The European Medicines Agency (EMA) will announce its conclusion on extending the use of Pfizer to children between the ages of 5 and 11 “by the end of next week”, while urging to expand vaccination in countries with low coverage and to offer the booster dose to those who need it.
Marco Cavaleri, the head of Vaccination Strategy, has regretted that “there is still a large proportion of unvaccinated people” in the European Union, including those over 50 years of age, and has warned that “they are the ones most at risk”, although he recalled that there are already “an excessive number” of serious cases, hospitalizations and admissions to the ICU “especially among those not vaccinated.”
He recalled that “there is no 100% effective vaccine, and vaccines (available) are very effective in protecting us against serious disease”, but if many people get infected, “a few, including vaccinated, will end up in the hospital” .
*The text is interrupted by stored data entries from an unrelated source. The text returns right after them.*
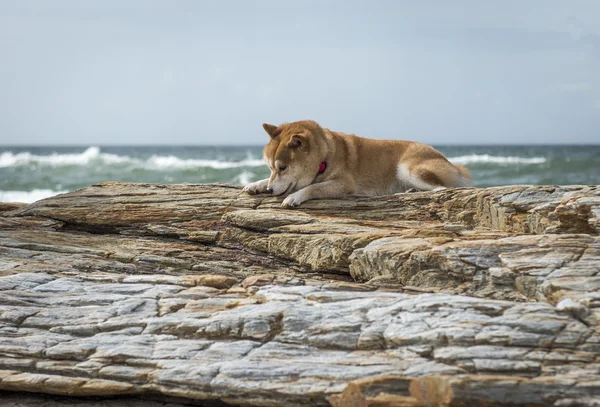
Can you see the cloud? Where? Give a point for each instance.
(575, 87)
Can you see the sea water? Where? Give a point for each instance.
(30, 173)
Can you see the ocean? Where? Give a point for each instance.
(28, 174)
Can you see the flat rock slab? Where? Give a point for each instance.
(203, 294)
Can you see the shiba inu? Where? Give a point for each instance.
(308, 161)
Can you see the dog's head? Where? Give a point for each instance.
(293, 155)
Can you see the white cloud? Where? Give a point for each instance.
(575, 87)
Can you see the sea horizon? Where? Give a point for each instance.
(32, 172)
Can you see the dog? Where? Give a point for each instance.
(308, 161)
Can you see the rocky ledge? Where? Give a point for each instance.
(204, 295)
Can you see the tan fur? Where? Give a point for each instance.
(355, 165)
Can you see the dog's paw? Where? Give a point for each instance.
(294, 199)
(257, 187)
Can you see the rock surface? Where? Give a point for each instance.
(202, 294)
“As we approach winter, we see the rise in infections and hospitalizations in almost all Member States. And most of the patients in intensive care are not vaccinated. We underline the need to get vaccinated and, for those eligible, to receive one. booster doses, “Cavaleri warned.
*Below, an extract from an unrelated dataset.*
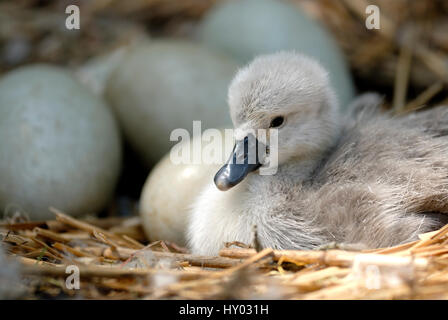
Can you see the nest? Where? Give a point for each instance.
(113, 263)
(405, 58)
He stressed that it is “vital” to expand vaccination coverage, especially in those countries where the percentage of injections is “considerably low.”
Cavaleri explained that “the booster doses will play an important part in the vaccination strategy” and recalled that the Committee for Human Medicines (CHMP) considered that a third dose of Pfizer or Moderna could be administered in those over 18 years at least six months after the second.
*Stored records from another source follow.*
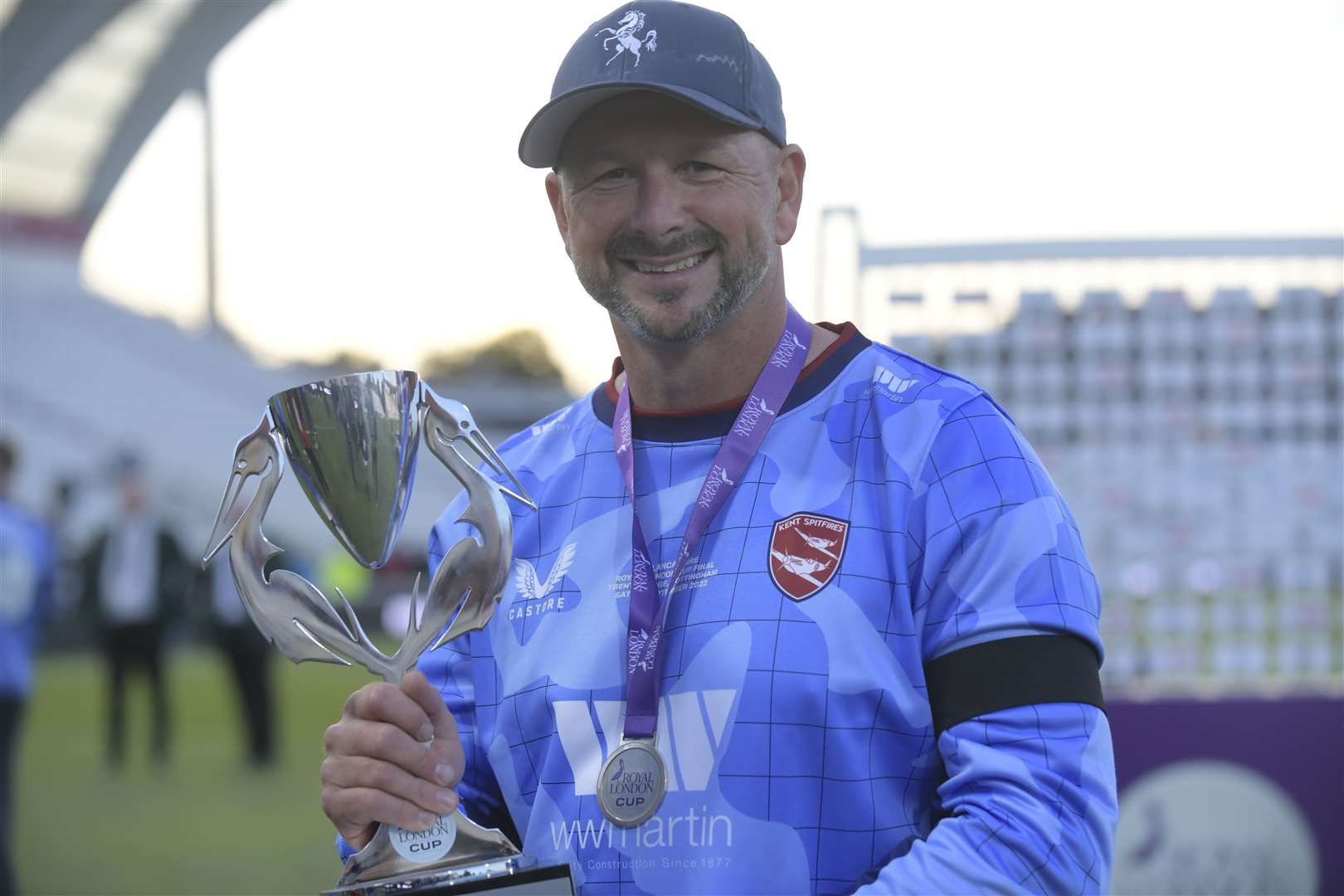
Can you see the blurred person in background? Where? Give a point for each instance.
(134, 583)
(69, 577)
(882, 672)
(247, 655)
(27, 566)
The EMA is also studying the need for booster doses for AstraZeneca and Janssen, but “it is still premature to confirm whether the available data are sufficient to support a recommendation” in this regard.
The agency expects to conclude “by the end of November” its analysis of the “mix & match” strategy, the combination of different vaccines, although, Cavaleri noted, “some academic studies that have been published support this strategy from a standpoint. immunological and a protection perspective in real life “.
The EMA is also trying to speed up its analysis of possible treatments. Your executive director, Emer Cooke, has asked the CHMP to “advise” countries on the possible emergency use at national levels of the pill developed by Pfizer and which, according to the pharmaceutical company, reduces the risk of death from covid-19 for those infected by almost 90% with comorbidities. That analysis process will begin tomorrow.
The CHMP is already reviewing the data for the antiviral molnupiravir to “provide recommendations” to help national authorities decide on its possible use early, for example in emergency settings, before authorization.